Gap, itulah yang sekarang terjadi. Ya, kesenjangan. Bahkan telah menjadi problem kemanusiaan yang saat besar di era industri 4.0 saat ini. Gap di semua lini.
Teknologi, ini yang menjadi biang keladi. Teknologi itu ambigu. Memiliki dua sisi yang berlawanan. Ia mendekatkan, namun juga menjauhkan. Ia menyatukan, namun juga memisahkan.

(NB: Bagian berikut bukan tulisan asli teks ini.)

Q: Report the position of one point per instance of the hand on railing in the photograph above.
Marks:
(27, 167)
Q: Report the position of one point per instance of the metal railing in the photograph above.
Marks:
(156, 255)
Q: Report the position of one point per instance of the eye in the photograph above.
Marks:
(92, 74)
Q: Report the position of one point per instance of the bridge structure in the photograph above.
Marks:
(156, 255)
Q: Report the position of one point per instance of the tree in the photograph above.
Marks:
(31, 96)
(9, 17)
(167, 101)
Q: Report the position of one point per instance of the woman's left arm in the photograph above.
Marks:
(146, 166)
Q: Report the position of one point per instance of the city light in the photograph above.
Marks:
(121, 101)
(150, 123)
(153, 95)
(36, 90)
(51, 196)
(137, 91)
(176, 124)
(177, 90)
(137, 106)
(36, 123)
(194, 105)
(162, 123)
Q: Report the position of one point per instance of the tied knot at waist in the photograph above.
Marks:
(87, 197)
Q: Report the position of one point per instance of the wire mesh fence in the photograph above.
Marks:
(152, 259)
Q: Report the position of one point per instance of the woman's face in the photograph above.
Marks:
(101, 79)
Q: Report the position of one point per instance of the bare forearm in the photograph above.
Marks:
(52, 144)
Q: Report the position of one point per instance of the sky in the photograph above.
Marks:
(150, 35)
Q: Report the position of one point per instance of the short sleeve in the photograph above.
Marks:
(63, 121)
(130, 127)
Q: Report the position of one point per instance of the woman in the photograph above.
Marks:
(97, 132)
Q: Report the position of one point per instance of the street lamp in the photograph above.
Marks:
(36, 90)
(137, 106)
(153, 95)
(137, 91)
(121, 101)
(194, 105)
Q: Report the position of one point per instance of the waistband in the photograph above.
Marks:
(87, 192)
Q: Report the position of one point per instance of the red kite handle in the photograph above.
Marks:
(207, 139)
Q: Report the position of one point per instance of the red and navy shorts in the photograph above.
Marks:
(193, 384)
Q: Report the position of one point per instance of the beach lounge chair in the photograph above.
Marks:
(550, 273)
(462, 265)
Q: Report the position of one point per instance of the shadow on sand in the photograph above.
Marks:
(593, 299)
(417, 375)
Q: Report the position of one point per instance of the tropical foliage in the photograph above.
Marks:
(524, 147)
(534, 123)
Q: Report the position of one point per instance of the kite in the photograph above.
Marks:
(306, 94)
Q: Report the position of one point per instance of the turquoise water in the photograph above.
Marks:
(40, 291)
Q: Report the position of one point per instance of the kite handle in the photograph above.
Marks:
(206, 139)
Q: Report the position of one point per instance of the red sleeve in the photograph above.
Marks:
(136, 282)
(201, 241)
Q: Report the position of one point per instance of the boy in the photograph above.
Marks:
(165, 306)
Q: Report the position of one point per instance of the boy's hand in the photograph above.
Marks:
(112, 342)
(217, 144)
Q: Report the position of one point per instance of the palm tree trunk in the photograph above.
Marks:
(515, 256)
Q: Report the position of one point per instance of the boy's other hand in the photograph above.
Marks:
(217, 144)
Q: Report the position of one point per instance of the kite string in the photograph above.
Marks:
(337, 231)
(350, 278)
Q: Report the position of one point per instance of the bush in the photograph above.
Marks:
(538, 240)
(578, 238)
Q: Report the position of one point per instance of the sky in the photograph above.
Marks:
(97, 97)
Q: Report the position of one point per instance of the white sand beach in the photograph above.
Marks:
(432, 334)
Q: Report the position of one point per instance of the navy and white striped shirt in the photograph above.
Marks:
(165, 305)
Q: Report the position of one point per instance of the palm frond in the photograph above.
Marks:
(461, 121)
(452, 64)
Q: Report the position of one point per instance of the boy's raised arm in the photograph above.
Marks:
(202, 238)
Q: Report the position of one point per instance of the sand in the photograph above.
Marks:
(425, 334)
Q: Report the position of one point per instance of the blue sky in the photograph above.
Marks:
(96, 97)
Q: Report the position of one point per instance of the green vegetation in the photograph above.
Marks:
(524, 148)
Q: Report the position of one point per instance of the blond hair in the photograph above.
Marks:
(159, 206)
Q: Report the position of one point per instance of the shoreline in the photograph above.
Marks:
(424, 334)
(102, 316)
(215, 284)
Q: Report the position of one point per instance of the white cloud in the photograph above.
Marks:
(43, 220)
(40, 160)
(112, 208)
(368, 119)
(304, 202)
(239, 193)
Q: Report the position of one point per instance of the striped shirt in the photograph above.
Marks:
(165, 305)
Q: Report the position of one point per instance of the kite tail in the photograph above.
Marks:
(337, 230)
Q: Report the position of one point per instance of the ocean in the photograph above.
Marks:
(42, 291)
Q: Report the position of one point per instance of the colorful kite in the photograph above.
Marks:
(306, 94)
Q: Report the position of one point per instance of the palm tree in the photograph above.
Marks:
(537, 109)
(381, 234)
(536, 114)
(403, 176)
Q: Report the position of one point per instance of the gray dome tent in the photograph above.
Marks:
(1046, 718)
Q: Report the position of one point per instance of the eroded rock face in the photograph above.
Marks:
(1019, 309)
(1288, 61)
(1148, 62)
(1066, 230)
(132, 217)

Di satu sisi, teknologi komunikasi mampu menyatukan banyak orang dalam satu grup chating. Mendekatkan orang-orang yang tinggal secara berjauhan. Serasa di hadapan. Bahkan antarnegara. Serasa dekat.
Bahkan uniknya, "mendekatkan" juga bisa bermakna "mengaburkan". Batas-batas cinta dan benci, batas-batas bahagia dan derita, batas-batas penghormatan dan penghinaan, terkadang menjadi bias dan tidak terlalu jelas. Mendekat, namun kabur.
Di sisi lain, teknologi komunikasi telah membuat jarak yang kian berarti. Memisahkan orangtua dengan anak, memisahkan guru dengan murid, memisahkan semakin jauh direktur dengan staf.
Inilah sifat ambigu dari teknologi. Semua orangtua dan guru, harus memamahi persis sisi ini.
Dalam bukunya Digital Natives, Digital Immigrant, Marc Prensky memberikan penjelasan yang cukup gamblang tentang kesenjangan komunikasi antara para guru dan muridnya. Menurutnya, teknologi telah mengubah cara murid berpikir dan memproses informasi sehingga sulit bagi mereka untuk unggul secara akademis jika dididik menggunakan metode pengajaran yang sudah usang.
Saat ini, kebanyakan guru adalah adalah generasi yang lahir sebelum 1990. Saat mereka lahir hingga dewasa, teknologi belum semodern sekarang. Sedangkan para muridnya adalah generasi yang lahir ketika teknologi sudah begitu di dekat. Maka, murid-murid masa kini memiliki karakteristik yang khas, berbeda dengan generasi pendidiknya.
Karakter ini terbentuk salah satunya dari respons atas berbagai perkembangan lingkungan dinamis yang melingkupi mereka. Guru harus memahami karakter ini, agar bisa menempatkan diri secara tepat dalam mendidik, membina, mengarahkan dan mendampingi mereka menuju keluhuran nilai sebagai hamba Allah yang beriman dan bertakwa.
Memahami Remaja
Zahra dan Iwan, tokoh dalam novel Zahra karya Yessy Eria (2020), adalah representasi remaja produk teknologi. Salah satu sifat remaja era industri 4.0 adalah senang menuntut kebebasan. Sebagaimana ciri era digital, ketika orang bebas mengakses sumber informasi dari mana pun, maka mereka ini tidak suka dibatasi dalam akses informasi.